Her pronunciation was so odd it might have been Bebe, Veve, Gege, Dede or anything else: each time she said it, it sounded different, sometimes it even sounded as if it had three syllables — Edede or Bebébé , though this might have been merely a pet name or an inflected version of her proper name. There was constant buzzing by this time, hordes of people must have been waiting on the floors below. Her brief break over, she stubbed out her cigarette and Budai entered the lift with her. As they descended it filled up with passengers again wedging themselves between him and her so they could not see each other at all. Only once they had reached the ninth floor could their eyes meet and exchange a complicit glance of farewell.

It was light in the darkness: a thread, however narrow, that constituted a relationship, a connection, the first in fact since he had arrived here and, if he was careful not to lose it, that he might be able to follow out of this monstrous swarming labyrinth. Perhaps he would make a discovery that would startle the world and the time would come when, all things being equal, he might think himself fortunate to have found his way here, to have stumbled on it like an explorer. On the other hand he might simply have been fooling himself.

Whether he was or not, the fact remained that he had to carry through the tasks he had set himself now, the first of those being to make some estimate of the city’s extent.
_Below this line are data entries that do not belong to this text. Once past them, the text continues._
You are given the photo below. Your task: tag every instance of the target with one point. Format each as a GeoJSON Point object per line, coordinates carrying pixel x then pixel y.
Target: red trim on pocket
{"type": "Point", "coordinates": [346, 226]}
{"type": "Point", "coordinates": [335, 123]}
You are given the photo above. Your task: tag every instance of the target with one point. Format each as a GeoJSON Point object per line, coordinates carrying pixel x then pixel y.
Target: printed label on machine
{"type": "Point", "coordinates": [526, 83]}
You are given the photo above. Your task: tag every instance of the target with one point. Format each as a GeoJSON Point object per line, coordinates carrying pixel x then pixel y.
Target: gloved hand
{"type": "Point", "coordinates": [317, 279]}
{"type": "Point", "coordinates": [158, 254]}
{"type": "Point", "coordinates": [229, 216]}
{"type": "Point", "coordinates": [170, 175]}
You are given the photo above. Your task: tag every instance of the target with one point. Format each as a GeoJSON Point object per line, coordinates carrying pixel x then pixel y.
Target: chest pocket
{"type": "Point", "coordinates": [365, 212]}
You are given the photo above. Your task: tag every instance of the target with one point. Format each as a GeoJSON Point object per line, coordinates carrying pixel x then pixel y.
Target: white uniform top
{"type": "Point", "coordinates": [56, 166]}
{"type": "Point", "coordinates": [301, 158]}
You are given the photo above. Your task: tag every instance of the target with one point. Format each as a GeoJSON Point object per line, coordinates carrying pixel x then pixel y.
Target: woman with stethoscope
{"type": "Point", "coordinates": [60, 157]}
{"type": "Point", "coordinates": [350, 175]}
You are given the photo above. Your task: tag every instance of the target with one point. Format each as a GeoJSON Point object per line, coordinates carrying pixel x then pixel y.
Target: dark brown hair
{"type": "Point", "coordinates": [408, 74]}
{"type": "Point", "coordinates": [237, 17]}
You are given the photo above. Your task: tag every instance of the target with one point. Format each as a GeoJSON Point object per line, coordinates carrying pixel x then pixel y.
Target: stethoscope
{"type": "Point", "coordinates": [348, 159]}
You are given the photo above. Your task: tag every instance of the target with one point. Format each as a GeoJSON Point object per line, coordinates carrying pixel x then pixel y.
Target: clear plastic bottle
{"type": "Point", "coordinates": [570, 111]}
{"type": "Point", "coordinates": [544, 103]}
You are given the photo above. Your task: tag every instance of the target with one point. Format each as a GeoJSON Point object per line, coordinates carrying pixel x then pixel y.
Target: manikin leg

So next morning he set out early, got into the first metro that passed that way and rode to the end of the line where the whole train emptied. By that time he was wondering which way to go once he was above ground so that he would be moving away from the centre rather than back towards it. It seemed logical to note the direction of the track he had travelled on to make sure he would go the same way, though the exit routes from the platform were so complex and winding with corridors, stairs, bends and intersections that he was lost by the time he arrived outside and had to make a snap decision as to which unknown direction to walk down. In order not to get lost on the way back he drew little pictures in his notebook of the salient corners, crossroads and buildings as he passed them.

It was like all outer suburbs with endless stone walls, fences, chimneys, gasometers, wide and muddy streets, row on row of dull brick houses, a large factory in the distance, its roof jagged like a saw, its vast bulk silhouetted against the grey sky, the air smoky and sooty, bitter-tasting. Here and there he spotted a few grocery shops, some rag-and-bone tradesmen, and one or two general stores whose window displays were packed with dubious items. And wherever he went there were exactly the same dense crowds, no less dense than in the city centre. Could he have got on the wrong train? Did the rail network not extend to the city limits? Had the town outgrown itself? He wondered how it felt to have been born and spent all one’s life here. Perhaps they no longer noticed the overcrowding of every street, no longer cared about the eternal queuing and the terrible and degrading effect it was bound to have on their lives. Or could they no longer imagine anything else? Did they think it natural? Were they simply used to it? Is it possible to get used to something like this?